Above all, he brought to it a renewed sense of design. Caravaggio’s work moves from clutter toward the irreducible: tracing their signs for energy and pathos in the dark, his bodies acquire a formidable power of structure. Sometimes it is very clear; the figure of David holding up the head of Goliath (the Goliath is a self-portrait, a striking rehabilitation of a “monster” as heroic victim) has the abruptness of an ideogram. Elsewhere it is subtler: the geometry of his Saint Catherine consists of two triangles, one formed by the saint’s gleaming upper body and dark skirt, the other by the attributes of her martyrdom: the sword tipped with a red reflection from the cushion, meeting the palm frond at an angle subtended by the arc of the broken wheel.

In one way Caravaggio’s quest for strength and legibility reversed itself.

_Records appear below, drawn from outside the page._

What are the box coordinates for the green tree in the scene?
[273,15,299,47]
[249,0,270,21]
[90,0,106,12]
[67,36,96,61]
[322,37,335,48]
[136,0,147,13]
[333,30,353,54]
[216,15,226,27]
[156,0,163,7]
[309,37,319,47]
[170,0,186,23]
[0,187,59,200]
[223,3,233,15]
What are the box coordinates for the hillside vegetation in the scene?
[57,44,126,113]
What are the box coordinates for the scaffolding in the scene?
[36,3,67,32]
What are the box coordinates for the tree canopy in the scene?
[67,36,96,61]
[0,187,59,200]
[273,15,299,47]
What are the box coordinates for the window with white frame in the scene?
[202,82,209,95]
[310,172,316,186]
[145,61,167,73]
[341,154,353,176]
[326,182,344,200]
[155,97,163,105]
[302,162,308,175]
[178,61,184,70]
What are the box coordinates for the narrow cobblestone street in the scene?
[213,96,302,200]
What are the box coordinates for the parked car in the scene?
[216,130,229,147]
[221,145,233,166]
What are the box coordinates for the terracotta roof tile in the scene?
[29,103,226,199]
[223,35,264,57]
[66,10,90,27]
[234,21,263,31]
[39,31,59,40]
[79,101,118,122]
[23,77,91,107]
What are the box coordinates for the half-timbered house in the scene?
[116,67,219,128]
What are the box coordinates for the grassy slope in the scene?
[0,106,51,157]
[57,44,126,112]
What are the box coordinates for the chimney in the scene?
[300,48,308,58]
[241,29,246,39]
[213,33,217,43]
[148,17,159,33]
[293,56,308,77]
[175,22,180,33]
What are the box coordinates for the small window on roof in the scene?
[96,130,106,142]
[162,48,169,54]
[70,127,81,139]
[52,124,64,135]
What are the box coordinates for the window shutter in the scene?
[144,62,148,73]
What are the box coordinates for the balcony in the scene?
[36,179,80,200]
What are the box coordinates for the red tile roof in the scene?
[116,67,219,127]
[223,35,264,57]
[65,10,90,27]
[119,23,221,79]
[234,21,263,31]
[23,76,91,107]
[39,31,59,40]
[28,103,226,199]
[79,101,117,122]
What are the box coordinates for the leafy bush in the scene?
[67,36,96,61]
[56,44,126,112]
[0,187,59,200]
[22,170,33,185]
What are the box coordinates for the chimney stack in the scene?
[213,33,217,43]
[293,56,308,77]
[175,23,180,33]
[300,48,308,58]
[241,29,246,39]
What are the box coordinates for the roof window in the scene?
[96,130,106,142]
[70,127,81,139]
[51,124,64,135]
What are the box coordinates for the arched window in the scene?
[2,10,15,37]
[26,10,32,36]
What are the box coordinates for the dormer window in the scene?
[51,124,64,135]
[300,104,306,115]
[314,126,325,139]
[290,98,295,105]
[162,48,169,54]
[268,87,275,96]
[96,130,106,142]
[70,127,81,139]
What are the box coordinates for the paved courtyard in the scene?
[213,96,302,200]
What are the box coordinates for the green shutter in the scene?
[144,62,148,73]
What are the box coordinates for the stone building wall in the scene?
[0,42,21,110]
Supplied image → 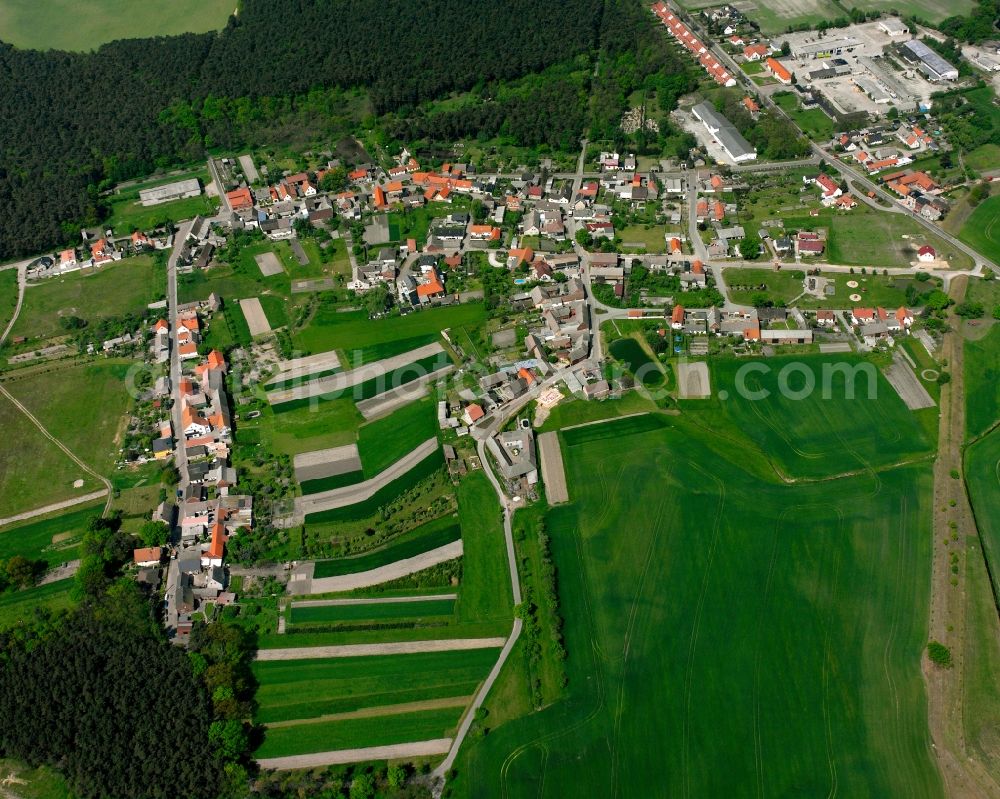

He exaggerated the battle between light and dark to such a pitch that the late work became hard to read; its forms turned anxious and flickering, as though snatched from the very throat of darkness. But by then, this confusion had acquired its own expressive integrity as the handwriting of a painter more and more possessed by death. Caravaggio’s sense of mortality was the thing his imitators found hardest to copy. But this did not stop the spread of Caravaggism. Within a decade of his death his followers had diffused his message all over Europe: Caracciolo and Ribera in Naples, Georges de La Tour and Valentin de Boulogne in France, Seghers and Honthorst in The Netherlands, and dozens of others inside and outside Italy.

Scratch almost any great 17th century painter except Poussin, and traces of Caravaggio will appear. The vivid, tragic piety of his work after 1600 was fundamental to baroque painting. Without his sense of humble, ordinary bodies lapped in darkness but transfigured by sacramental light, what would Rembrandt have done? Caravaggio was one of the hinges of art history: there was art before him and art after him, and they were not the same. No wonder that he is now the artist that many new painters, in an age without authentic culture heroes, pine to be.